Brandbrief an US-Justizminister Staatsanwälte wollen nicht wegen angeblichem Wahlbetrug ermitteln

16 US-Staatsanwälte lehnen sich laut einem Medienbericht gegen eine Anweisung von Justizminister Barr auf. Sie sollen Unregelmäßigkeiten bei der Präsidentenwahl untersuchen – wehren sich aber.
Anhänger Joe Bidens feiern in Washington das Wahlergebnis am 7. November

Anhänger Joe Bidens feiern in Washington das Wahlergebnis am 7. November

Foto: Steve Helber / dpa

Zahlreiche stellvertretende US-Staatsanwälte lehnen sich gegen die Anordnung des amerikanischen Justizministers William Barr auf, die Ergebnisse der US-Präsidentenwahl zu überprüfen, berichtet die "Washington Post". Sie wollen demnach der Vorgabe von Barr nicht nachkommen und sollen in einem gemeinsamen Brief  Barr aufgefordert haben, seine Anweisung dazu im Montagsmemorandum zurückzunehmen.
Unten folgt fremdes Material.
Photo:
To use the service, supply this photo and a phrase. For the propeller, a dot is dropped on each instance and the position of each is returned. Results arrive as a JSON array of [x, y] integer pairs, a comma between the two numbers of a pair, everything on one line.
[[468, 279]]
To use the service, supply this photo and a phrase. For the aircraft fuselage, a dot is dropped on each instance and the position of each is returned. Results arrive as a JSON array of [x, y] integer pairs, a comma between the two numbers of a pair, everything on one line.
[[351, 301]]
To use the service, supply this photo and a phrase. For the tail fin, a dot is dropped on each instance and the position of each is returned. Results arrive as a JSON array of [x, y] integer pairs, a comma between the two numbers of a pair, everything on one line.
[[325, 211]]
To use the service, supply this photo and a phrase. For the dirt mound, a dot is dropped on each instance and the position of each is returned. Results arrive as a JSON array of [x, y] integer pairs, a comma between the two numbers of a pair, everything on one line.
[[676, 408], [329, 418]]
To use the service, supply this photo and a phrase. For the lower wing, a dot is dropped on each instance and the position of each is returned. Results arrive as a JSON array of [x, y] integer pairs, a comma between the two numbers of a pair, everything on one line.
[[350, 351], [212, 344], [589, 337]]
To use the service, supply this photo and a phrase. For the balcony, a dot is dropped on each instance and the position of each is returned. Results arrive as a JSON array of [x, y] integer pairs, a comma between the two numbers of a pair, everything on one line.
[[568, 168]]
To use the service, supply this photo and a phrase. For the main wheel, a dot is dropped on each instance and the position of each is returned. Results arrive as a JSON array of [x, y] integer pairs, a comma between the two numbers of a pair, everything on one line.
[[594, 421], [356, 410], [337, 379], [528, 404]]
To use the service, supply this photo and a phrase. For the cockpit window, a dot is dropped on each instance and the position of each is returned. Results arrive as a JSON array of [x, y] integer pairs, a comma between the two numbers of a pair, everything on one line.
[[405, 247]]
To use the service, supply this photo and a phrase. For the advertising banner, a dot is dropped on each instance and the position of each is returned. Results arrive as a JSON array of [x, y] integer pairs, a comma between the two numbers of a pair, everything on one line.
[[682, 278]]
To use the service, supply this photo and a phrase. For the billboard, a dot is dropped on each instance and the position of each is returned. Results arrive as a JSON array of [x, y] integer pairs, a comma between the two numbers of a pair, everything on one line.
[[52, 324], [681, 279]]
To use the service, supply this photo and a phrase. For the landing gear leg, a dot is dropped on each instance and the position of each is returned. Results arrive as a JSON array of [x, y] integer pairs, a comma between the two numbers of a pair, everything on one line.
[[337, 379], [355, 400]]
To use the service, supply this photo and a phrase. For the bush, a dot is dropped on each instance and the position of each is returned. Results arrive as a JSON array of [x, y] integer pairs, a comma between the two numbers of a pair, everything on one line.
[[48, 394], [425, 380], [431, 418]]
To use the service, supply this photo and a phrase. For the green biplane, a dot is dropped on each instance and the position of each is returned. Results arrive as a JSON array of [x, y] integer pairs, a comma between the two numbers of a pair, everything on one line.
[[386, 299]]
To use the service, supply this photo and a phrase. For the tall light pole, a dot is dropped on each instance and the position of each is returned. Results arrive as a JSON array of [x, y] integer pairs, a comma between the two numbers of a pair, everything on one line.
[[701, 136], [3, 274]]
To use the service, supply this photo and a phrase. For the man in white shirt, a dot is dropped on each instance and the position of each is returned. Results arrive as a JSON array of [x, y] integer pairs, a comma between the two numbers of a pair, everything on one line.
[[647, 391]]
Mit dem jüngsten Memo seien sie angewiesen worden, "substanzielle" Behauptungen über Unregelmäßigkeiten bei der Stimmenauszählung öffentlich zu untersuchen.

Die 16 Anwälte, die speziell mit der Überwachung der Präsidentschaftswahlen beauftragt waren, betonten demzufolge in dem Brief, keine Kenntnis von außergewöhnlichen Unregelmäßigkeiten bei der Auszählung der Stimmen zu haben. Zudem würden sie durch die Anordnung in die Parteipolitik hineingezogen. Die "Washington Post" hat nach eigenen Angaben ein Bild von dem Schreiben der stellvertretenden Staatsanwälte eingesehen.

Eine Sprecherin des Justizministeriums sagte der "Washington Post", die Anwälte hätten "vielleicht das Memo nicht gelesen". Sie verwies auf einen Abschnitt, in dem Barr zur Vorsicht mahnte und bemerkte: "Nichts hier sollte als Hinweis darauf gewertet werden, dass das Ministerium zu dem Schluss gekommen ist, dass Unregelmäßigkeiten bei der Stimmabgabe das Ergebnis einer Wahl beeinflusst haben." Während ernsthafte Anschuldigungen mit großer Sorgfalt behandelt werden sollten, sollten fadenscheinige, spekulative, fantasievolle oder weit hergeholte Behauptungen keine Grundlage für die Einleitung bundesstaatlicher Untersuchungen sein, heiße es dort.

Der bisherige US-Präsident Donald Trump hat Datenanbietern und US-Medien zufolge die Wahl verloren. Edison Research und allen großen TV-Sendern zufolge kommt sein demokratischer Herausforderer Joe Biden auf insgesamt 306 Wahlleute, Trump auf 232. Nötig für einen Sieg sind 270 Wahlleute.

Hält Trump seine Verweigerungshaltung durch?

Noch immer weigert sich Trump, eine Wahlniederlage einzugestehen und den Sieg seines Rivalen anzuerkennen. Er hat Klagen in mehreren Bundesstaaten eingereicht. Sein Wahlkampfteam hatte Wahlfälschung und Unregelmäßigkeiten bei der Stimmabgabe geltend gemacht. Experten erwarten nicht, dass die Klagen Aussicht auf Erfolg haben. Am Donnerstag hatten US-Sicherheitsbehörden Betrugsvorwürfe zurückgewiesen.

Die "Post" schreibt, heutige und ehemalige Beamte des Justizministeriums hätten in den vergangenen Tagen erklärt, sie seien fassungslos und frustriert über Barrs Anweisung. Sie befürchteten, er unterstütze Präsident Trump bei seinen Bemühungen, seine Niederlage in Zweifel zu ziehen.

Immer wieder hatte Trump vor, während und nach der Wahl auf angeblichen Wahlbetrug hingewiesen. Bei einem Pressetermin am Freitag zum Impfstoff gegen das Coronavirus allerdings rutschte ihm ein Satz heraus, mit dem er fast die Möglichkeit einer Wahlniederlage eingestanden hätte. Mit Blick auf die Coronakrise schloss er einen landesweiten Lockdown unter seiner Regierung aus. "Hoffentlich wird die, äh – was auch immer in der Zukunft passiert. Wer weiß, welche Regierung es sein wird. Die Zeit wird es zeigen", verhaspelte sich Trump bei seiner ersten Ansprache, seit der Gesamtsieg von Biden feststeht.